Also, the majority of MI analysis I've seen with continuous variables
discretize the data into arbitrary bins. Is this procedure actually valid?
I'd think by discretizing continuous data we would be losing important
variation in the data.

> For estimating mutual information on continuous variables, have a look at
> the corresponding package
> https://pypi.org/project/mutual-info/
> > Hello,
>
> > I have two continuous variables (heart rate samples over a period of
> time), and
> > would like to compute mutual information between them as a measure of
> > similarity.
>
> > I've read some posts suggesting to use the mutual_info_score from
> scikit-learn
> > but will this work for continuous variables? One stackoverflow answer
> suggested
> > converting the data into probabilities with np.histogram2d() and passing
> the
> > contingency table to the mutual_info_score.
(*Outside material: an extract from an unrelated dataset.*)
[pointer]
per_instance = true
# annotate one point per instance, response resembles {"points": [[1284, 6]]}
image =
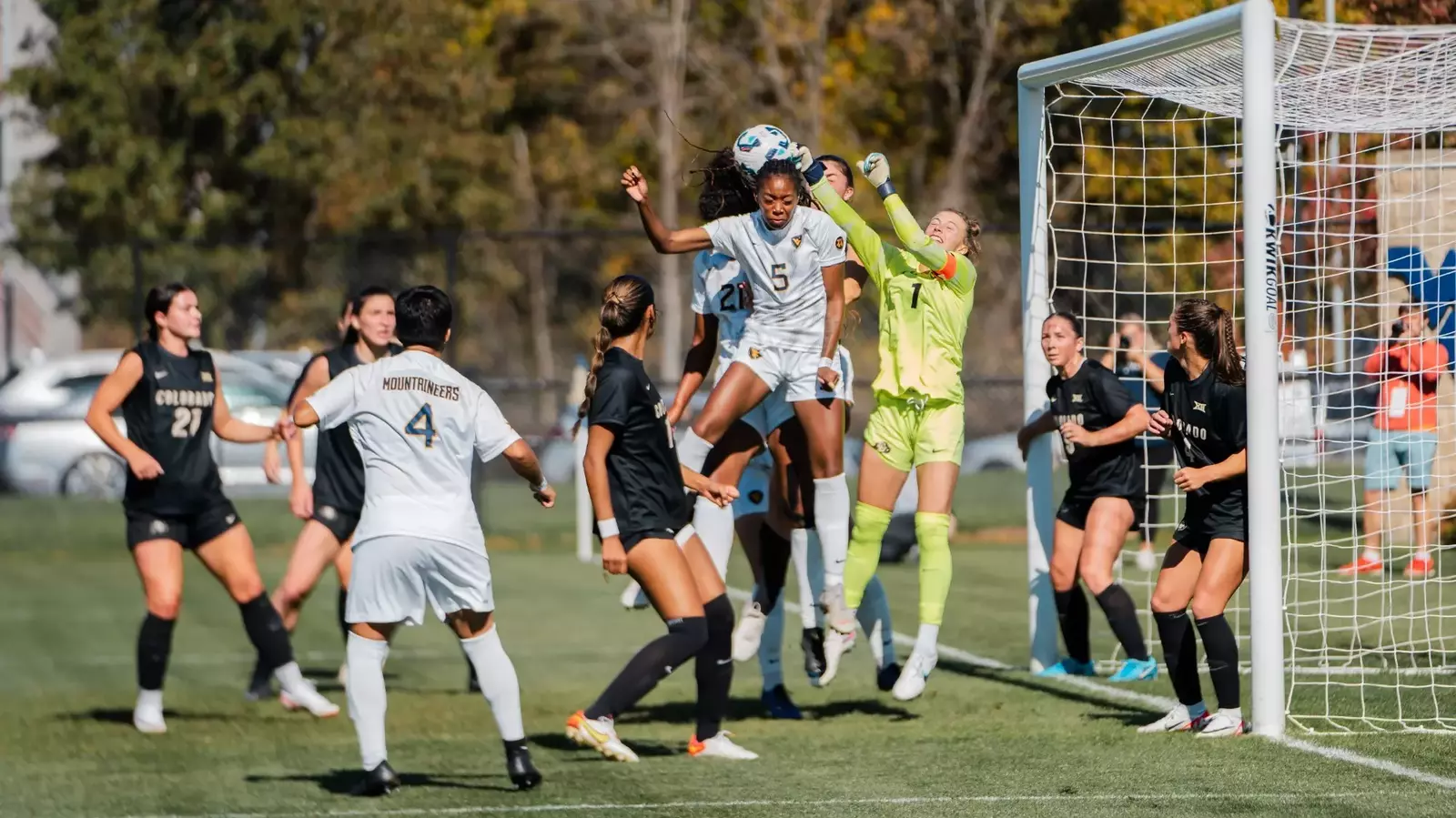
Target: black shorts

> > from sklearn.metrics import mutual_info_score
> > def calc_MI(x, y, bins):
> >     c_xy = np.histogram2d(x, y, bins)[0]
> >     mi = mutual_info_score(None, None, contingency=c_xy)
> >     return mi
> > # generate data
> > L = np.linalg.cholesky( [[1.0, 0.60], [0.60, 1.0]])
> > uncorrelated = np.random.standard_normal((2, 300))
> > correlated = np.dot(L, uncorrelated)
> > A = correlated[0]
> > B = correlated[1]
> > x = (A - np.mean(A)) / np.std(A)
> > y = (B - np.mean(B)) / np.std(B)
> > # calculate MI
> > mi = calc_MI(x, y, 50)
>
> > Is calc_MI a valid approach? I'm asking because I also read that when
> variables
> > are continuous, then the sums in the formula for discrete data become
> > integrals, but I'm not sure if this procedure is implemented in
> scikit-learn?
> > Thanks!
>